Une Ballerina modélisée par une Acadienne de Tracadie

Après avoir étudié dans la Péninsule, une Acadienne se démarque dans l’industrie des arts numériques à Montréal.

Pendant le congé de mars, Izella et Cyrille Comeau sont allés au cinéma. Ce couple de Tracadie a vu le film d’animation franco-canadien Ballerina, l’histoire d’une orpheline qui rêve de devenir danseuse étoile à l’Opéra de Paris, au 19e siècle.

«Ça défend de belles valeurs. J’ai trouvé ça parfait», commente Izella, tout en reconnaissant son manque d’objectivité.

Contrairement aux autres spectateurs, les Comeau avaient une attente particulière en découvrant ce film. Leur fille, Véronique, a contribué à sa réalisation. Deux ans durant, elle a conçu sur ordinateur la modélisation en 3D de certains personnages, dont Félicie, l’héroïne.

Originaire de Tracadie, Véronique Comeau a participé à la conception du dessin animé Ballerina. – Gracieuseté

«J’avais aussi pour mission de créer des sculptures en 3D des personnages pour qu’ils soient validés par les producteurs et l’équipe technique», mentionne la jeune femme.

C’est un de ses anciens professeurs au Centre Nad, l’école des arts numériques, de l’animation et du design à Montréal, qui l’a recrutée.

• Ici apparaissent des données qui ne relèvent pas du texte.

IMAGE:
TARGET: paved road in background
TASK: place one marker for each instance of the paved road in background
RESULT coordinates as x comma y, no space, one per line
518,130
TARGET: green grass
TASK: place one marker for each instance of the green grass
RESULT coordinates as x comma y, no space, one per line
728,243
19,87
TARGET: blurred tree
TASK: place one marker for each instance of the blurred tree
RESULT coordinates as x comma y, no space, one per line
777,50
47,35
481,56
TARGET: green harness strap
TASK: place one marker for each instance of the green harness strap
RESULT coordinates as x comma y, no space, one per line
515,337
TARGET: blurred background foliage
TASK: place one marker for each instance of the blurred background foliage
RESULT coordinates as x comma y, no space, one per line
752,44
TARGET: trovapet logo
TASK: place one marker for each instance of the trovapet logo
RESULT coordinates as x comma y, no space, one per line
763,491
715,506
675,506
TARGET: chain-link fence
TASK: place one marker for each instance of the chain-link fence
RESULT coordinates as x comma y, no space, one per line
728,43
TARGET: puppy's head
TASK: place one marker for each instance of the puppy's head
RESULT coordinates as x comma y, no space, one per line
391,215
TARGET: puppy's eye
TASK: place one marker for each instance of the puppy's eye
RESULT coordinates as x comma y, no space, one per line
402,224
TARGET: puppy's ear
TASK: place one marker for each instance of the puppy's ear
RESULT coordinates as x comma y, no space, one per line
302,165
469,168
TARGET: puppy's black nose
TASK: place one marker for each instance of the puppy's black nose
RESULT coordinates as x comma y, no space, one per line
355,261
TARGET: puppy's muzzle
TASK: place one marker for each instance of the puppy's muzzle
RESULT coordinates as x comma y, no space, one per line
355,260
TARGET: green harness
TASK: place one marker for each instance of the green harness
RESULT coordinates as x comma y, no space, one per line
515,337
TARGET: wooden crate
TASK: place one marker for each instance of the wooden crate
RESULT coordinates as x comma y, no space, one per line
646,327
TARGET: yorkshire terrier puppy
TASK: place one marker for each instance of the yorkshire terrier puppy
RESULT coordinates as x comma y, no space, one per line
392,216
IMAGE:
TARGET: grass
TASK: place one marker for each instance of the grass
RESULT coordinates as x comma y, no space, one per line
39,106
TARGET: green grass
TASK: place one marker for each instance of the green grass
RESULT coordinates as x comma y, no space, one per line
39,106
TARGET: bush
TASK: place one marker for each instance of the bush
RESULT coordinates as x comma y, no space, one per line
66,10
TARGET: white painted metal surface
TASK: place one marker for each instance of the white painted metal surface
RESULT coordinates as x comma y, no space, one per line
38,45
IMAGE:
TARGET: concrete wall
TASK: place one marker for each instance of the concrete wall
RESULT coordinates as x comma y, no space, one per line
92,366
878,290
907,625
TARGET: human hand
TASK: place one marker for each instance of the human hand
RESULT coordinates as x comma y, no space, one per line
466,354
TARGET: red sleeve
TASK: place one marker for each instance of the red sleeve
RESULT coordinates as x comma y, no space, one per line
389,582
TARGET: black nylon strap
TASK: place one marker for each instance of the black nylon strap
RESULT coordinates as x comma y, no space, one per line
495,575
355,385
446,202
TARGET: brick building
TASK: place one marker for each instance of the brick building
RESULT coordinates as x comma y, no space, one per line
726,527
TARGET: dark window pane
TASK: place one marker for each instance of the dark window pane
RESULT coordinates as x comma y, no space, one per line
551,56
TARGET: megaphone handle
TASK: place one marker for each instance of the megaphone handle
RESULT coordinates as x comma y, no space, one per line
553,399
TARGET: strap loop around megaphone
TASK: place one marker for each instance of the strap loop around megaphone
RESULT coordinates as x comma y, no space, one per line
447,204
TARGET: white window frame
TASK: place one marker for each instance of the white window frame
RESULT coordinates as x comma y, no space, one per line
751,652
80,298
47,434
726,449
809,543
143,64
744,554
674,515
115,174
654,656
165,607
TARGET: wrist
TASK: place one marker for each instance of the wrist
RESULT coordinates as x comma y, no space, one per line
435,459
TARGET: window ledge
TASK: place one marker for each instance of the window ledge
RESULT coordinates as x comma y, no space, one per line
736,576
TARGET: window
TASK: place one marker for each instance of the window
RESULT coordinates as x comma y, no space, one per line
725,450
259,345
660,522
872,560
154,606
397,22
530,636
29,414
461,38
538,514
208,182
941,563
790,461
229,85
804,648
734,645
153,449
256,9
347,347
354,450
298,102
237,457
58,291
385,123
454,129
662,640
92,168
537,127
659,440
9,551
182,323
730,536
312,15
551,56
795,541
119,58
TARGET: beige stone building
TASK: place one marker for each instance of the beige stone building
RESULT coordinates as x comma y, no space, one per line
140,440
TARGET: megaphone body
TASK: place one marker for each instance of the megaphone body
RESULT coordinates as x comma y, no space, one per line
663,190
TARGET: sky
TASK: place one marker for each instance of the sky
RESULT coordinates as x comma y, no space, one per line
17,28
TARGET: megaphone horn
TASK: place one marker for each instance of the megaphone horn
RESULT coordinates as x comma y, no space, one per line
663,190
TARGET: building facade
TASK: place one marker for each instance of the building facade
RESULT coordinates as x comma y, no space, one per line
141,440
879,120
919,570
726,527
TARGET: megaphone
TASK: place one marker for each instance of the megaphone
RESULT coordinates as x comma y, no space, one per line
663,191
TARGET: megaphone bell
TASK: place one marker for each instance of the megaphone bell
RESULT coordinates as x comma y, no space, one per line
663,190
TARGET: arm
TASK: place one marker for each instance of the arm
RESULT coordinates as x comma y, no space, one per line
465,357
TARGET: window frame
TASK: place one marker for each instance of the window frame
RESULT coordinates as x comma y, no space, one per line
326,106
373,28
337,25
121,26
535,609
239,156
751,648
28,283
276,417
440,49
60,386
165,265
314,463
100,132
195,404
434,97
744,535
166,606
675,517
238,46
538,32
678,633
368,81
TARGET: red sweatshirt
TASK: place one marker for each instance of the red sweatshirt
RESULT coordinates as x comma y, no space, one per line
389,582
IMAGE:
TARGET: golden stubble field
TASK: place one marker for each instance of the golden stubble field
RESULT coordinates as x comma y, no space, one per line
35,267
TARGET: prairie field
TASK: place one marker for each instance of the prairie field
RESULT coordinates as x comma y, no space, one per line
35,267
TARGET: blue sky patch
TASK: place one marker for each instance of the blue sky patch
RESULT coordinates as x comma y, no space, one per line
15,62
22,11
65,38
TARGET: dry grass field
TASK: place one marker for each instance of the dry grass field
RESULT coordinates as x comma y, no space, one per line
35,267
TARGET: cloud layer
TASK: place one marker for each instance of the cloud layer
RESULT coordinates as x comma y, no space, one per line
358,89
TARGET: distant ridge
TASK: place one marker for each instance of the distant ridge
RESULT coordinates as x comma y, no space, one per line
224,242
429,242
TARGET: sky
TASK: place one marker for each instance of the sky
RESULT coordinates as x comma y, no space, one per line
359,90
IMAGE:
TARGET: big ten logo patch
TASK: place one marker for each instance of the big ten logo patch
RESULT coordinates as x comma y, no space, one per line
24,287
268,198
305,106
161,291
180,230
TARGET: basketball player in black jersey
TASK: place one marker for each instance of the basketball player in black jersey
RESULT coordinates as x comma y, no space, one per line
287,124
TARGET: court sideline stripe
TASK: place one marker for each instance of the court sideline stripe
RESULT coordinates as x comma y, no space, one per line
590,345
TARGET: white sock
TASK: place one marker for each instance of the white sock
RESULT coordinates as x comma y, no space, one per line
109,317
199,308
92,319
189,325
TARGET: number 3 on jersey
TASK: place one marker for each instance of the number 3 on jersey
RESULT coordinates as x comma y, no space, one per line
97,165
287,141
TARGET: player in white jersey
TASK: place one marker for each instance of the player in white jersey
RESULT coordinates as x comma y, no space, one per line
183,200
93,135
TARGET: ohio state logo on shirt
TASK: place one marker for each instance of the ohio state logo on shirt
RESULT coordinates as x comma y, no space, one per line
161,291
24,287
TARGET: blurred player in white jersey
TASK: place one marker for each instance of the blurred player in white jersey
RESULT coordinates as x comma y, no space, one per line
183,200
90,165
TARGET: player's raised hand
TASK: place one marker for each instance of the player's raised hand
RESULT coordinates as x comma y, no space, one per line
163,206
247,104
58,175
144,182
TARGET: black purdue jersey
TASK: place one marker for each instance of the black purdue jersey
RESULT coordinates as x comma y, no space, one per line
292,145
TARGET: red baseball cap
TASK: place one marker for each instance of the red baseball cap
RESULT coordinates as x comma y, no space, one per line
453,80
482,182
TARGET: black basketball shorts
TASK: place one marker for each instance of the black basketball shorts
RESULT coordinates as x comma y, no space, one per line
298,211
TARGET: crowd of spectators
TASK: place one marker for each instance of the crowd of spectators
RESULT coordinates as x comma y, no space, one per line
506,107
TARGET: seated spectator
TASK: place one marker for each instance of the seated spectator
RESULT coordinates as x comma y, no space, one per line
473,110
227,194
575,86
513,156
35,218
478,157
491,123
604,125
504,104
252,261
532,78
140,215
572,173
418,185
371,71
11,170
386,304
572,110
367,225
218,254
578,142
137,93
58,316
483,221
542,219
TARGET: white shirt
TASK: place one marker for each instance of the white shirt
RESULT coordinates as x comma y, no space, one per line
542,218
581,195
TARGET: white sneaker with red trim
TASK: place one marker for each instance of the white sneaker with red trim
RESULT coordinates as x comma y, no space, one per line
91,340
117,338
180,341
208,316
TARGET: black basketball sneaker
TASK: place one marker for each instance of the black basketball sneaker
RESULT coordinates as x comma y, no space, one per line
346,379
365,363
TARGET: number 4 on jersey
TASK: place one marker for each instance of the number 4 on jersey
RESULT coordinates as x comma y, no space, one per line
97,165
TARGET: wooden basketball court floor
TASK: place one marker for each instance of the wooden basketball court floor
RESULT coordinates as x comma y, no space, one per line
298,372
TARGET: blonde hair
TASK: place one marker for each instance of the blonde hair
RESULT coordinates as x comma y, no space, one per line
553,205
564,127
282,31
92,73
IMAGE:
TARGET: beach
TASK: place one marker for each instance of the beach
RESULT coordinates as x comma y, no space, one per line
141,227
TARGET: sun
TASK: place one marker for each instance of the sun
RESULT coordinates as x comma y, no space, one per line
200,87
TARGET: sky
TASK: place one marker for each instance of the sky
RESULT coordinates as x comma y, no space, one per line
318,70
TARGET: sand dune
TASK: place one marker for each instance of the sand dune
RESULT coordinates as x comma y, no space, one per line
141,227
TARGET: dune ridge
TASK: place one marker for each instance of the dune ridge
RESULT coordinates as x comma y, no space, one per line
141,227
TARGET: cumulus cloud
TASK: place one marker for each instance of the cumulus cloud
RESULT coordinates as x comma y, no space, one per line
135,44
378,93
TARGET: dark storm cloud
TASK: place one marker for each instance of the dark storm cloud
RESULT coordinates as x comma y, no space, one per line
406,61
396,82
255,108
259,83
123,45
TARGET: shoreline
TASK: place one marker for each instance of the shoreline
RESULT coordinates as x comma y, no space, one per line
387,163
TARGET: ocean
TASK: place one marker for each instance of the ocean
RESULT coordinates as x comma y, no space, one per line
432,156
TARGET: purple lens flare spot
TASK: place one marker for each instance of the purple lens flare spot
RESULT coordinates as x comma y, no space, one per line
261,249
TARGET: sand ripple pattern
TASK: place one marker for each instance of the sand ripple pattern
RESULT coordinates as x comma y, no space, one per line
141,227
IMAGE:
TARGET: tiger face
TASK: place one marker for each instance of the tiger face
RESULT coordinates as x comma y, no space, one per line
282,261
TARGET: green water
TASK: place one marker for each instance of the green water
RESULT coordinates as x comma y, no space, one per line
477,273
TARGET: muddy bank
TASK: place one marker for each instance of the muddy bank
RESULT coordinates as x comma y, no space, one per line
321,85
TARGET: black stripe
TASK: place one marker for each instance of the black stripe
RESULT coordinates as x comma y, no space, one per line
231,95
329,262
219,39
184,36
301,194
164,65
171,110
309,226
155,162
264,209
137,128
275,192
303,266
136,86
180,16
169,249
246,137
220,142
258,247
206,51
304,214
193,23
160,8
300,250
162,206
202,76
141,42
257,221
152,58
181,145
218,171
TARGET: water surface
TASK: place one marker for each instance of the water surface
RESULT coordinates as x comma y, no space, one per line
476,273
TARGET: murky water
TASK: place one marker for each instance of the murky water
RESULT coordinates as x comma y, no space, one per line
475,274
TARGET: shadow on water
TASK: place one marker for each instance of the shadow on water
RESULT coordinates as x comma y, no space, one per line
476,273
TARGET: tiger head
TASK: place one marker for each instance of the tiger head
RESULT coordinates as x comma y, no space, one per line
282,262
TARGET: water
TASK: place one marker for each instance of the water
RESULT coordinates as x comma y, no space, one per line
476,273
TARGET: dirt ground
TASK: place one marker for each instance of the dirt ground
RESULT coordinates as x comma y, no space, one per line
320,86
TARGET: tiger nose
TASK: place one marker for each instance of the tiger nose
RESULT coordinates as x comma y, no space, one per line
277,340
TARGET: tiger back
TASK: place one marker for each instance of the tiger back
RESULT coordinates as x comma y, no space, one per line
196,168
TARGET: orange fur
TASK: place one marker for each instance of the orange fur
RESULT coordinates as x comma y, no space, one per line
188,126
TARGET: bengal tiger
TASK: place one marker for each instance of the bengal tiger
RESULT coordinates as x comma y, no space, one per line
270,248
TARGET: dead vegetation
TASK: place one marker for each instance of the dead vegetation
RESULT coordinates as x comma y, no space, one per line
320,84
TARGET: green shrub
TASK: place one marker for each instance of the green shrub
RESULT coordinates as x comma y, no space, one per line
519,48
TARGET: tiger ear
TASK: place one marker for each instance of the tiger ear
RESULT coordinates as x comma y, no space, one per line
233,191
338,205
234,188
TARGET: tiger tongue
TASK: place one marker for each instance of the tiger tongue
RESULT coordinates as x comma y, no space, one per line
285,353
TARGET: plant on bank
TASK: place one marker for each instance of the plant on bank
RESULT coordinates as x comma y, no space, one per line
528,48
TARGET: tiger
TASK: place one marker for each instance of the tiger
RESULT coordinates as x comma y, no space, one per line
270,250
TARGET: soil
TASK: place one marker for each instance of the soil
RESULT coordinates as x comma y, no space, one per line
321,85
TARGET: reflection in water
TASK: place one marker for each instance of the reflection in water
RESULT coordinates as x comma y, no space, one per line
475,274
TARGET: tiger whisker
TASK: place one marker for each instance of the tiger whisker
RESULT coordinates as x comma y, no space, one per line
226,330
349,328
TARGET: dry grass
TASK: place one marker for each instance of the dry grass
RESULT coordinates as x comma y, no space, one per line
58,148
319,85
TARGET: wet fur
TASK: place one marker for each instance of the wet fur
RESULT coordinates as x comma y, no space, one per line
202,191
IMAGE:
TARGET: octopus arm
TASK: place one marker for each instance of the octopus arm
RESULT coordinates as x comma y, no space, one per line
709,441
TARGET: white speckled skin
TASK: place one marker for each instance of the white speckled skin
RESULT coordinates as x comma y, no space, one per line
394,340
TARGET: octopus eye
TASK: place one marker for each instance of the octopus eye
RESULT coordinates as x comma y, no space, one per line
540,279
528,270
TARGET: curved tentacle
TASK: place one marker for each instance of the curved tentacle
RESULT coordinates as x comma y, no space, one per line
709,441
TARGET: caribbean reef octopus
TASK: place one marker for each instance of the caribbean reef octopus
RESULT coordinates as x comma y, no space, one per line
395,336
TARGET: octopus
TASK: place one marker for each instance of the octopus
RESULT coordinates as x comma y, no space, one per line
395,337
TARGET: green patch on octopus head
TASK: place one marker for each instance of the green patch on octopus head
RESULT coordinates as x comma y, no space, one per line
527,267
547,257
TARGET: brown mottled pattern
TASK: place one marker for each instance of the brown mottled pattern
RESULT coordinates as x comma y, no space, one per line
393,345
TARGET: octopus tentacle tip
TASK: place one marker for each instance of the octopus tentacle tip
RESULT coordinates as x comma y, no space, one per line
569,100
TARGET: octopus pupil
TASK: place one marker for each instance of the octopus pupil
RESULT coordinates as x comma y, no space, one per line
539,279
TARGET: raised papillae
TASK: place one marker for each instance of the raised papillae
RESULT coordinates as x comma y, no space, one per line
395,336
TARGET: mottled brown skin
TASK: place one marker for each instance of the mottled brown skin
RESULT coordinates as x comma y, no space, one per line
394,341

Avec ce contrat, Véronique Comeau a concrétisé une de ses ambitions professionnelles, celle de travailler dans l’industrie du film d’animation. Mieux, cette expérience a lancé sa carrière.

– Gracieuseté

«C’est une chance. Ça m’a permis de rencontrer beaucoup de monde du milieu.»

Depuis, elle a enchaîné les projets. Elle a œuvré à la création d’un dessin animé canado-norvégien racontant les aventures de trolls.

Elle a aussi participé à la conception des décors vidéo du spectacle du Cirque du Soleil, Toruk, inspiré du film de James Cameron, Avatar, actuellement en tournée aux États-Unis.

Il y a un an et demi, Véronique Comeau a intégré la compagnie Ubisoft. Le développement de jeux vidéo est un autre domaine dans lequel elle peut exercer ses talents. Cela ne l’empêche pas de mûrir ses projets personnels.

L’ancienne élève de la polyvalente de Tracadie aimerait bien réaliser un film. Il prend forme: elle a déjà écrit l’histoire et dessiné quelques personnages.

«Je m’oriente vers un court-métrage pour commencer. Ça me permettrait de le présenter dans les festivals. Je n’en suis qu’au début. Je suis loin d’avoir fini.»

Revenir s’installer dans la Péninsule acadienne et y ouvrir un studio d’animation est une autre envie qui lui tient à cœur. Elle se donne «un ou deux ans» pour y arriver.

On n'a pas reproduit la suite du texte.